Just follow the Golden Rule - in politics as well as in faith.

As Hillel reminded us, "...all else is commentary."

by Frank Cocozzelli on Sat Feb 27, 2010 at 07:46:59 PM EST
Parent



I have Curran's book-I thought it was excellent. I also admire Fr. Geoff Farrow and the sisters refusing to respond to the visitations.

by khughes1963 on Sat Feb 27, 2010 at 09:44:04 PM EST

Protestant, Catholic, mainstream, independent or Orthodox, there is a political undercurrent which designs to hold authority and power in the hands of an elite, highly controling their leaders to keep the masses in line. Many a protestant pastor has lost his position/reputation/career to the vote of a congregation or high provile leader in the congregation. With a priest and the directive coming from higher power source the warning is much greater to others in similiar positions.

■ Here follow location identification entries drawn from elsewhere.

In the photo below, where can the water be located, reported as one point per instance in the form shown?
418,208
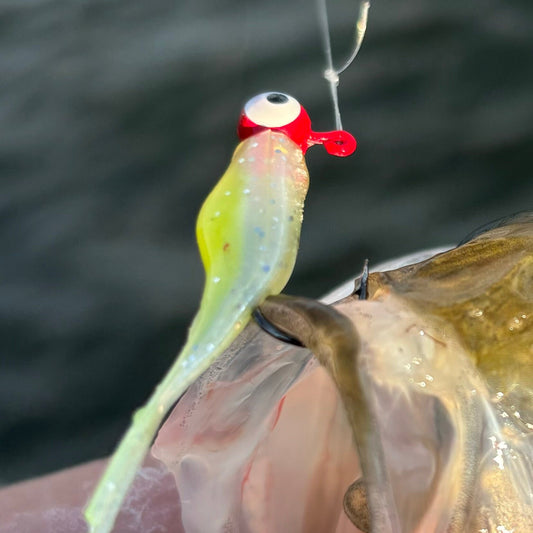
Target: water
118,116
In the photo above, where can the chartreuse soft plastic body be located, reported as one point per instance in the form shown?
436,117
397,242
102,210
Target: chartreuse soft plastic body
248,232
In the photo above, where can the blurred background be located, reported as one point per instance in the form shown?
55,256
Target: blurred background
118,116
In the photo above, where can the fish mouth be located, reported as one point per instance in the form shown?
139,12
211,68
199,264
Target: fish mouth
408,424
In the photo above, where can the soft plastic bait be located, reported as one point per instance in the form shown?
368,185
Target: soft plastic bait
248,232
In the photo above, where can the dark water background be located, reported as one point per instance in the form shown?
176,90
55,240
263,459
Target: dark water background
118,116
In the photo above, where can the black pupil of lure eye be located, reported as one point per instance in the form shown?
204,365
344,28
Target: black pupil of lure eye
277,98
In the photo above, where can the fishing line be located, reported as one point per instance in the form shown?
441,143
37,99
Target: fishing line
331,74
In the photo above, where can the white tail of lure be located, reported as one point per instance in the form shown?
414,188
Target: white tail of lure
248,232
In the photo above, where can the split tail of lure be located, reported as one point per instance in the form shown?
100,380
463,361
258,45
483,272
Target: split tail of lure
248,233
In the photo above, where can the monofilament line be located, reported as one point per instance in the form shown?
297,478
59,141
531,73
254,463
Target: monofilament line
331,74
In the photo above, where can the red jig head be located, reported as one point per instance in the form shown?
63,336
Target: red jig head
281,112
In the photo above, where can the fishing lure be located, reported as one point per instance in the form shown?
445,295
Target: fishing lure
248,232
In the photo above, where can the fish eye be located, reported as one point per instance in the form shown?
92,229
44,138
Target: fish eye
272,110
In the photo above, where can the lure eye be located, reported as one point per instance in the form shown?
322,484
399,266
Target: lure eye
272,110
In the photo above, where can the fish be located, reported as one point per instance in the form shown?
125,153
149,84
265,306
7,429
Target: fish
407,410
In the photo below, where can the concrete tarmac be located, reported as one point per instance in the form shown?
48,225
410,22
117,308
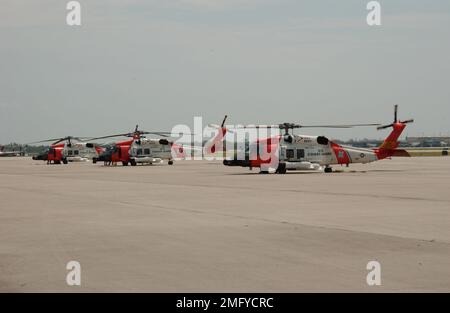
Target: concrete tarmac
199,226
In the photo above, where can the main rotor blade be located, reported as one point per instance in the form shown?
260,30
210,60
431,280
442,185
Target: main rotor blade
290,126
111,136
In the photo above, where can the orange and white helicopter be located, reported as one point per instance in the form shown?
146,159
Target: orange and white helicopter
283,152
68,149
140,149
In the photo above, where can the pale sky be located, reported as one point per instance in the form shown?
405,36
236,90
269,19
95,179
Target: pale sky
160,63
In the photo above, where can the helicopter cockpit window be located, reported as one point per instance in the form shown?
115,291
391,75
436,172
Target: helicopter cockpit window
290,153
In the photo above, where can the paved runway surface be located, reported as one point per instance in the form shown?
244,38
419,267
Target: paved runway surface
199,226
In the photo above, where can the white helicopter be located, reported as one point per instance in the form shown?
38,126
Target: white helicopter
280,153
68,149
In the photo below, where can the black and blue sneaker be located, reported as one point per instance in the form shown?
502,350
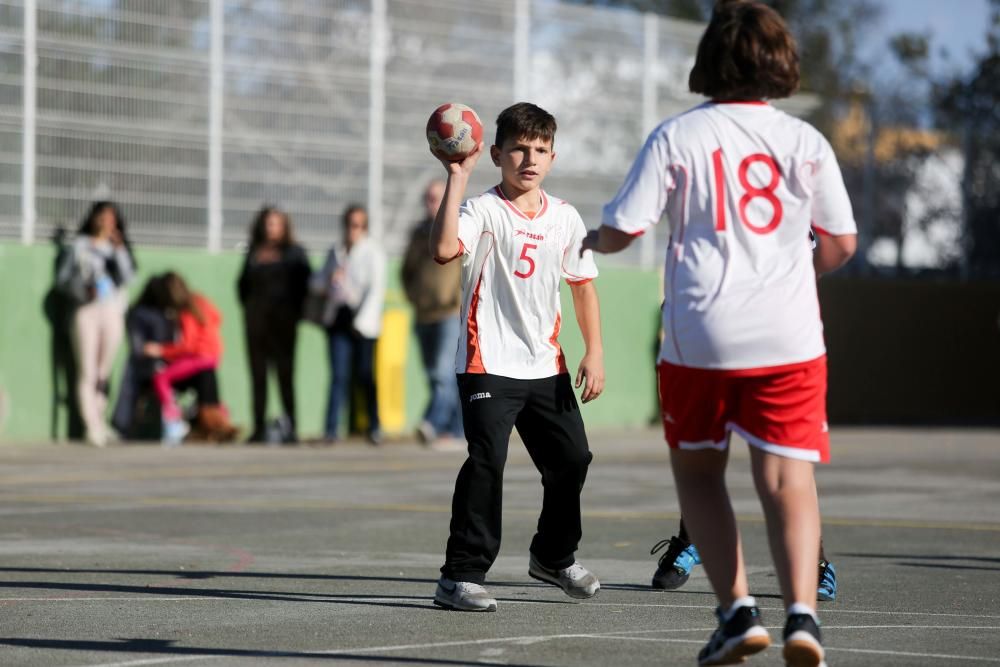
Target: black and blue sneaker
740,636
803,647
674,567
827,591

When progressive's fly under the radar to keep their position, it allows those seeking greater control more access to power. Sadly we forget that the power always arises from the people, and top down control, harsh and abusive as it may be, always depends on the willingness of the mass population to submitt.

by chaplain on Mon Mar 01, 2010 at 08:45:26 AM EST
It's hard to resist when your choice is submission or death- or worse, the death of your family.  (I'm thinking of the slow death of starvation/privation.)

Otherwise, you're absolutely right.  They've got us by the short hairs because they've got us divided- and a good portion of the citizens in this country bamboozled.  When people realize that the top .5 percent (or less) of this country control most of it's resources and pay far less in taxes percentage-wise than most of the rest of us (I'd have to dig out the research articles on that, but it's documented)- then those individuals start getting angry.  

However, that anger tends to fade in the face of (the danger of) unemployment or homelessness, and is watered down by the propaganda constantly bombarding the people in this country.


by ArchaeoBob on Mon Mar 01, 2010 at 12:10:16 PM EST
Parent

rather, the religious right has always used times of economic upheaval to their advantage, and less strident followers aren't as blind in their allegiance, so fear-mongering intensifies as more and more of the middle-class is caught up in the fight to keep their heads financially above water, and the ideologues have more potential adherents listening to their version of "us vs them".

I've read some treatises on how the militia movement, Christian Identity, etc. became much more agitated and vocal during Clinton's terms, and their similarities to today's incarnations/re-awakenings, but there is one big difference; Clinton had the Internet bubble to hide his disastrous trade policies and his complete disavowal of unions. Obama has no obvious funding bonanzas in his future, and in fact, admits that the social safety net is in for more alterations. The hate-mongering and divisiveness is only going to accelerate.



by trog69 on Tue Mar 02, 2010 at 08:59:43 AM EST
Parent
The solution is also fairly simple, although the rich won't like it.

Their taxes has been reduced to a fraction of what it was in the 60's and 70's- when we had the highest standard of living.  As they get away with paying less (and the burden is shifted downward), our standard of living plummeted.  If they'd eliminate all of the Bush-era tax "breaks" (read wealth transfer UPWARD rather than sharing the burden) and raise taxes on the very rich just a little so it's a bit more equitable, the rest of us could breath a little easier.

That and start regulating business like they should have been doing all along.  Big Business now rules the roost- and we're feeling the effects.